Now for the negatives:
  1. OMAD is terrible for weight loss. It might work initially but, in women, it will stop working after 2-3 months. If you're really wedded to OMAD then try alternating eating at lunch time one day and dinner time the next day so that your daily fasts are of differing length. It would also be worth eating two or even three meals on one day every week. Check out Dr Mindy Pelz on YouTube for some great advice on fasting.
  2. Your calories are far too low. Assuming you're a typical height then nobody should be consuming less than 1,400 calories per day. You're slowing your metabolism, preventing your body from healing and replacing tissue, and sabotaging your weight loss. You're probably also desperately undereating protein which you need more of, not less of, as you get older. The usual target of 1g per kilogram body weight is a minimum, not a maximum.
My advice is eat more calories per day, eat more protein every day, and eat more healthy fat every day. Stop doing OMAD entirely. I would initially switch to 16:9 or 2MAD and increase your calories to 1,500 to 1,800 calories per day. The calorie increase is the most important thing but do make sure you're getting enough protein. When your body has had a few weeks to heal you will start to see weight loss again. If you want to reintroduce fasting at this point then I would suggest rolling 48 or 72-hour fasts with a two or three meal day every Sunday.

And thank you for all this too! Who said I wouldn’t like it? I was asking for advice.

I do vary my eating times every day. I do a couple of times a week eating twice a day.

I love the 72 hour fasts (I’m weird!), so will keep doing those.

StuntNun · 15/12/2023 19:09

Generally people find it difficult to believe that they can lose weight by eating more. Good luck to you, I'm sure you can achieve your weight loss goals.

BIWI · 15/12/2023 23:59

As ever, thank you for your advice and wisdom @StuntNun - and I hope it's helpful @Notafanofchristmas - it's very much appreciated.

OP posts:
FinallyHere · 24/12/2023 07:28

Hello lovely LCHF people, I've not been very active on these threads but I have been KOKOing like a trouper (if that's the right word, certainly like a thing that's really very LC indeed).

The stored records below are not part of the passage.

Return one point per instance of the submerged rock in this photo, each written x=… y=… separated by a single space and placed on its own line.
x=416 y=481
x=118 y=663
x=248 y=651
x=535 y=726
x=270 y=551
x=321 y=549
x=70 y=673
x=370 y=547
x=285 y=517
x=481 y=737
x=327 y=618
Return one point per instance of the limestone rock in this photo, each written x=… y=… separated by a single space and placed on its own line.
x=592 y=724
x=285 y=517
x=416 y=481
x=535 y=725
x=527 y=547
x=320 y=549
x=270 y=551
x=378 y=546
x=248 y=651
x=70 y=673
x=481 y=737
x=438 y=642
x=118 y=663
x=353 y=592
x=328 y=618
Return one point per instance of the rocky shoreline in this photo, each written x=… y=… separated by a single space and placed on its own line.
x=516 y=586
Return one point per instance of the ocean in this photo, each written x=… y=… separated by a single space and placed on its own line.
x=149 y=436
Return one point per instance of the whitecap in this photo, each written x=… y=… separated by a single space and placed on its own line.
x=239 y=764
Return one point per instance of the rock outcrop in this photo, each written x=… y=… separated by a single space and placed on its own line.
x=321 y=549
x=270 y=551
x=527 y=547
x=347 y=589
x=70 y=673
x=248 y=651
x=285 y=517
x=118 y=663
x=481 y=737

NSV highlight for me, I was called in to my GP surgery for a 'health check'. My initial reaction was trepidation, (increasingly old and frail DH often gets called in my them and it's always another complication of one sort or another)

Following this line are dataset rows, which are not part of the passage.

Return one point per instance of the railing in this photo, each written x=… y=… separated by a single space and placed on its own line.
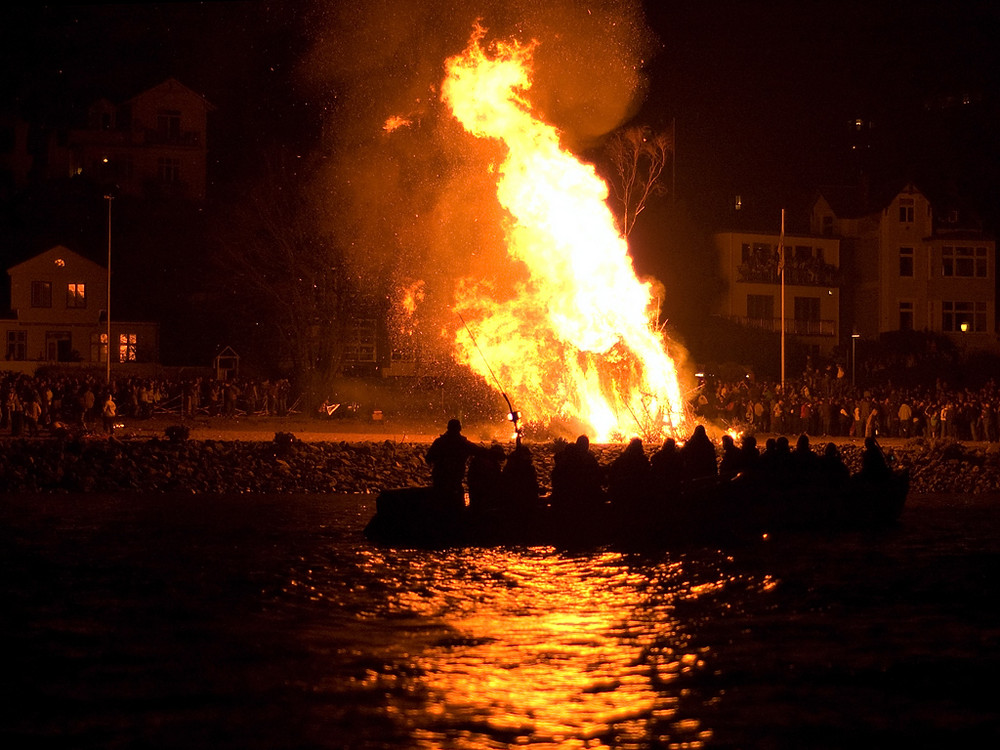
x=792 y=326
x=797 y=273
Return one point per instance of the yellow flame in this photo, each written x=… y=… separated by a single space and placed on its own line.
x=574 y=339
x=395 y=122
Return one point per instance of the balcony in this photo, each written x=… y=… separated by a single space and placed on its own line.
x=792 y=326
x=810 y=272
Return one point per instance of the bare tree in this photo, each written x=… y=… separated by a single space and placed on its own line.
x=284 y=275
x=639 y=156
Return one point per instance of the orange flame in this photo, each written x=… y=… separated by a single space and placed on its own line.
x=573 y=340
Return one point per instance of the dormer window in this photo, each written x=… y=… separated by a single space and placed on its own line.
x=76 y=295
x=906 y=210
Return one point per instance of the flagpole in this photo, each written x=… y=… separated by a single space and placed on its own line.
x=781 y=265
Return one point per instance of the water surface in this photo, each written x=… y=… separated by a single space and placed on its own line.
x=270 y=622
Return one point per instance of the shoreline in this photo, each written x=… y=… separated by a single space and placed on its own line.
x=307 y=455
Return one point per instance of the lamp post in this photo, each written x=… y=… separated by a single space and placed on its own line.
x=854 y=356
x=107 y=312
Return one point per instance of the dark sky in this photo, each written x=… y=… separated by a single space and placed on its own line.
x=761 y=93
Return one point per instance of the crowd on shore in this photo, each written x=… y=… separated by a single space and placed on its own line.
x=30 y=405
x=825 y=404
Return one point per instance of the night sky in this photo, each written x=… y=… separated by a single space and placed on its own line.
x=762 y=99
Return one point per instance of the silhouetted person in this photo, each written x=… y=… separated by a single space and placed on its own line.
x=832 y=466
x=749 y=453
x=873 y=464
x=628 y=475
x=698 y=456
x=732 y=458
x=577 y=477
x=447 y=457
x=804 y=463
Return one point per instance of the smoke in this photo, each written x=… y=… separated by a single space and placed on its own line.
x=406 y=191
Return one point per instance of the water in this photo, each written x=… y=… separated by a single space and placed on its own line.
x=269 y=622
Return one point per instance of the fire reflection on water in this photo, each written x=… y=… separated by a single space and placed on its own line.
x=545 y=649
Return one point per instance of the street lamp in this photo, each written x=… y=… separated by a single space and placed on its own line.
x=107 y=313
x=854 y=356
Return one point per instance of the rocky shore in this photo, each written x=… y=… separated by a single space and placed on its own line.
x=286 y=464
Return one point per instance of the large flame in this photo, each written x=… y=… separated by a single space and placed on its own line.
x=573 y=338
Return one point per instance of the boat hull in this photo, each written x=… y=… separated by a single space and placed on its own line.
x=713 y=512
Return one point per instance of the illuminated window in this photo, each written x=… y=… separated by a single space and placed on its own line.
x=76 y=295
x=41 y=294
x=17 y=345
x=126 y=347
x=963 y=262
x=98 y=347
x=963 y=317
x=906 y=261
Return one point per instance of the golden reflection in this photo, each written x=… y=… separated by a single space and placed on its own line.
x=549 y=650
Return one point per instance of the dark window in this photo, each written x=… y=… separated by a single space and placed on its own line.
x=807 y=308
x=760 y=307
x=906 y=316
x=963 y=262
x=906 y=261
x=41 y=294
x=17 y=345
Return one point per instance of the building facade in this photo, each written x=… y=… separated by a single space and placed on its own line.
x=911 y=269
x=153 y=145
x=59 y=315
x=751 y=267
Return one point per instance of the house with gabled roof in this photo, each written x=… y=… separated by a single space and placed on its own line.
x=911 y=264
x=59 y=304
x=154 y=144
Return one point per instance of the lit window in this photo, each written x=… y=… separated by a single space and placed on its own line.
x=126 y=347
x=963 y=317
x=76 y=295
x=98 y=347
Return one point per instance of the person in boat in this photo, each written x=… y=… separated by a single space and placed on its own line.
x=698 y=456
x=804 y=463
x=485 y=479
x=874 y=467
x=732 y=458
x=519 y=479
x=749 y=453
x=832 y=467
x=448 y=456
x=628 y=475
x=577 y=477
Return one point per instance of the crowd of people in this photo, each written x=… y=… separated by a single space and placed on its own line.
x=30 y=404
x=825 y=405
x=579 y=482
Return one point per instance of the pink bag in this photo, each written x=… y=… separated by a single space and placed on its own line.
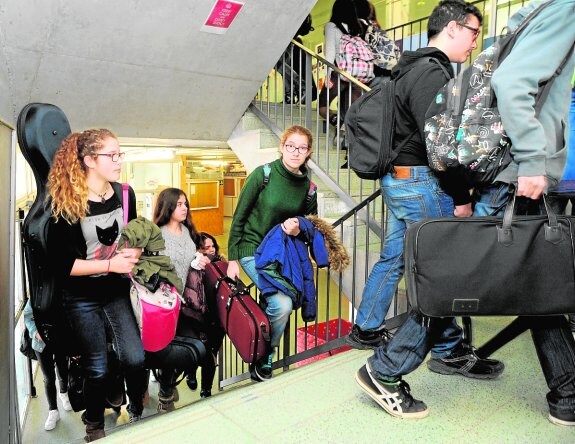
x=156 y=314
x=157 y=311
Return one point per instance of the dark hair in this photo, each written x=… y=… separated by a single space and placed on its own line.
x=447 y=11
x=204 y=236
x=349 y=12
x=166 y=204
x=306 y=27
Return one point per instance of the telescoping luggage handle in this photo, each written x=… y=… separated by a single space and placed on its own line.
x=234 y=286
x=238 y=291
x=505 y=233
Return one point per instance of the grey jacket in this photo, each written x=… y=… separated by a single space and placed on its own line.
x=539 y=146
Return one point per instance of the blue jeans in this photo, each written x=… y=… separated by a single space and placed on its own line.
x=279 y=306
x=551 y=335
x=408 y=201
x=90 y=319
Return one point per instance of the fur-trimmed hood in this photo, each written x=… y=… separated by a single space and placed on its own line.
x=337 y=254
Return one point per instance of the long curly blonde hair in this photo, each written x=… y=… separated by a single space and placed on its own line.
x=67 y=178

Headline results BMI 23, bp 120/70, with full results to come in the new year, full credit given to this LCHF way of eating. And I feel really good on it, too. There have been quite a few meals out which have found easy to navigate, mostly loads of greens and good quality meat. Coffee instead of puddings.

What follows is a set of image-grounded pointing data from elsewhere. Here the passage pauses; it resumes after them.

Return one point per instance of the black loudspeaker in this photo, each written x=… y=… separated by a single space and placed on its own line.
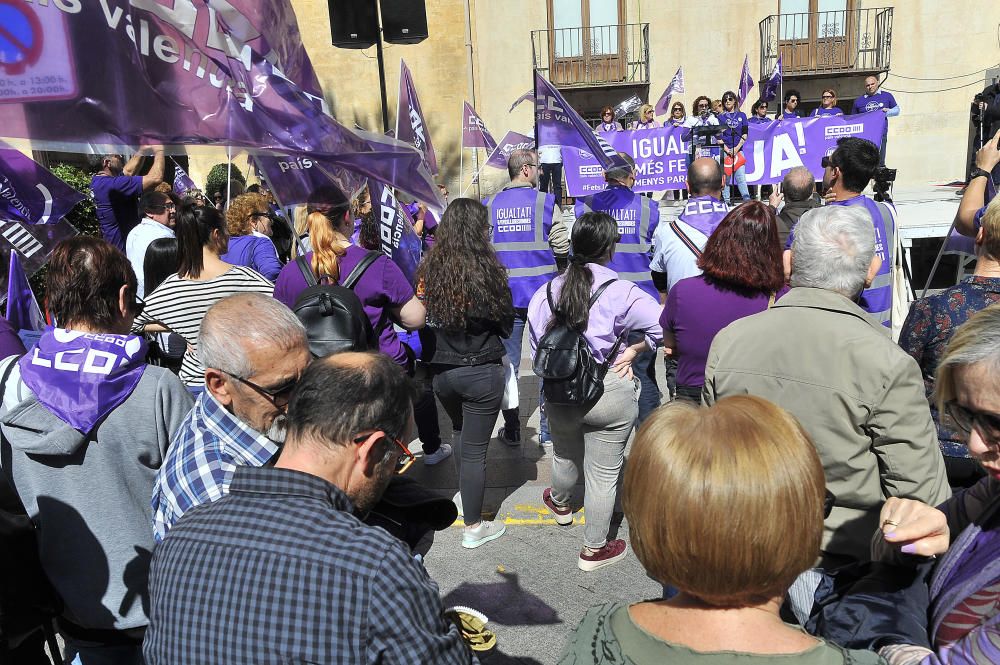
x=353 y=23
x=404 y=21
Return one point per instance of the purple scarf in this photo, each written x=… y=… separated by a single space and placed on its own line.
x=82 y=377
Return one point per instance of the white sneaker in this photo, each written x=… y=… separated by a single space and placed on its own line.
x=439 y=455
x=482 y=534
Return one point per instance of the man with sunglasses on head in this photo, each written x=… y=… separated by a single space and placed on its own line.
x=254 y=350
x=281 y=569
x=159 y=215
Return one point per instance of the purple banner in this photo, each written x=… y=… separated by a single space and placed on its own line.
x=773 y=149
x=660 y=160
x=509 y=143
x=186 y=73
x=474 y=132
x=410 y=125
x=293 y=178
x=399 y=241
x=29 y=192
x=559 y=124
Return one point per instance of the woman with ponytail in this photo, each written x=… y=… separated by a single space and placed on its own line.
x=593 y=437
x=179 y=304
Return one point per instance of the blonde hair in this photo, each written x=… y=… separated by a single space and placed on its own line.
x=239 y=212
x=328 y=247
x=975 y=341
x=991 y=230
x=725 y=503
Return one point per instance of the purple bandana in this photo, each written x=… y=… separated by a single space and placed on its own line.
x=82 y=377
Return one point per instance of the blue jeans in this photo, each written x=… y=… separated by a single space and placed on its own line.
x=740 y=178
x=513 y=346
x=644 y=368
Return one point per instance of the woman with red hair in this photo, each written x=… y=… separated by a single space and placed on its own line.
x=741 y=275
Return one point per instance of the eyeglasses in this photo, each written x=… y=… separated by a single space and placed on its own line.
x=281 y=393
x=406 y=459
x=965 y=418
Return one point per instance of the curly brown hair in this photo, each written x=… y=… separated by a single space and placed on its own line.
x=239 y=212
x=461 y=275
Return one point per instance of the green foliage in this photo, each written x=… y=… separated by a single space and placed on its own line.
x=216 y=181
x=83 y=216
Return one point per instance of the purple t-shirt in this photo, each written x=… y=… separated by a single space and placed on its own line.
x=879 y=100
x=382 y=287
x=695 y=312
x=117 y=200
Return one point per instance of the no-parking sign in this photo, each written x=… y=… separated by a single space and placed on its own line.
x=35 y=61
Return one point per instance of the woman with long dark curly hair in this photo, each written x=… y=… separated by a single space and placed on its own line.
x=470 y=310
x=597 y=433
x=741 y=275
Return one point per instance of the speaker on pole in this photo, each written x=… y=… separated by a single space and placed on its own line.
x=353 y=23
x=403 y=21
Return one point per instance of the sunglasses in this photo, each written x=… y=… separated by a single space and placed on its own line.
x=280 y=393
x=406 y=459
x=965 y=418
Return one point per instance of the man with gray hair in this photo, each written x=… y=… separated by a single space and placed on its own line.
x=797 y=191
x=254 y=350
x=860 y=397
x=531 y=240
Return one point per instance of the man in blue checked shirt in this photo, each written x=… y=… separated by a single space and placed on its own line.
x=280 y=569
x=254 y=350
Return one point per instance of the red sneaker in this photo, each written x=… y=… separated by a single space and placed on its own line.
x=563 y=514
x=613 y=552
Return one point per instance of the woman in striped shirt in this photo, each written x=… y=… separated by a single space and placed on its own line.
x=179 y=304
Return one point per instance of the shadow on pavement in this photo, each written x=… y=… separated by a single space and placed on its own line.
x=504 y=602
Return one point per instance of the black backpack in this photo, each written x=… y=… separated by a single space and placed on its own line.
x=27 y=601
x=570 y=374
x=332 y=314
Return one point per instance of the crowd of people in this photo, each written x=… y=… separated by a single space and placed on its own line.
x=240 y=494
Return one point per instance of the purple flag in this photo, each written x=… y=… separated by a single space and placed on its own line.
x=509 y=143
x=399 y=241
x=31 y=194
x=523 y=98
x=773 y=83
x=410 y=125
x=559 y=124
x=292 y=179
x=676 y=86
x=81 y=377
x=746 y=83
x=221 y=73
x=182 y=181
x=474 y=132
x=22 y=311
x=772 y=149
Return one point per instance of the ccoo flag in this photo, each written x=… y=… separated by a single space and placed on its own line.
x=559 y=124
x=746 y=83
x=773 y=83
x=676 y=86
x=410 y=125
x=474 y=132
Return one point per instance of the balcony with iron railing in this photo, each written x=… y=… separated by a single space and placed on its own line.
x=851 y=41
x=594 y=56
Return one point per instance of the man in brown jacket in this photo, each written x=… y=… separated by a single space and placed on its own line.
x=858 y=395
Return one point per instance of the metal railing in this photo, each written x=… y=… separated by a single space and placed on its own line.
x=844 y=41
x=593 y=56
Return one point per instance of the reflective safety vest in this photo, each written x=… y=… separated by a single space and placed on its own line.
x=521 y=219
x=637 y=218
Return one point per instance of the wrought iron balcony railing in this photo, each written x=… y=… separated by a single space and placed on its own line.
x=833 y=42
x=600 y=55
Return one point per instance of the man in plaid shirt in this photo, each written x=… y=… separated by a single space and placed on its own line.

Thank you, season's greetings and happy new year xx

BIWI · 24/12/2023 09:11

Lovely to hear from you! And great news about the health check Flowers

OP posts:
OldandTired66 · 28/12/2023 10:20

Well done, @FinallyHere , that's brilliant. Just posting to hold myself accountable. Had a lovely Christmas, didn't do too badly LC wise apart from bread, then total binge yesterday after a horrendous drive down the M1. Biscuits, chocolates, stollen, crisps, more bread. So hyped up on sugar I didn't sleep. There are sugary goodies lying around everywhere, so I'll be stashing them all in the out of bounds cupboard. No scales til Monday, I'm too afraid...

FinallyHere · 28/12/2023 10:24

Thank you @OldandTired66

Hope the scales deal kindly with you.

VeryGoodVeryNice · 01/01/2024 18:31

Well I’m in sunny Florida now. Weighed myself before I left to see what the Christmas damage was and was amazed to see I’d only put on a pound, despite a lot of food on the naughty list, and Prosecco. A nice surprise about coming here was that Keto seems to be a massive thing - there’s a huge selection of no carb breads, wraps, pittas etc in the supermarkets. And it seems standard in pizza shops to offer a cauliflower crust. Think I will load my suitcase up with bread etc when I come back! Eating out a bit so not being too strict but hopefully the damage won’t be too great.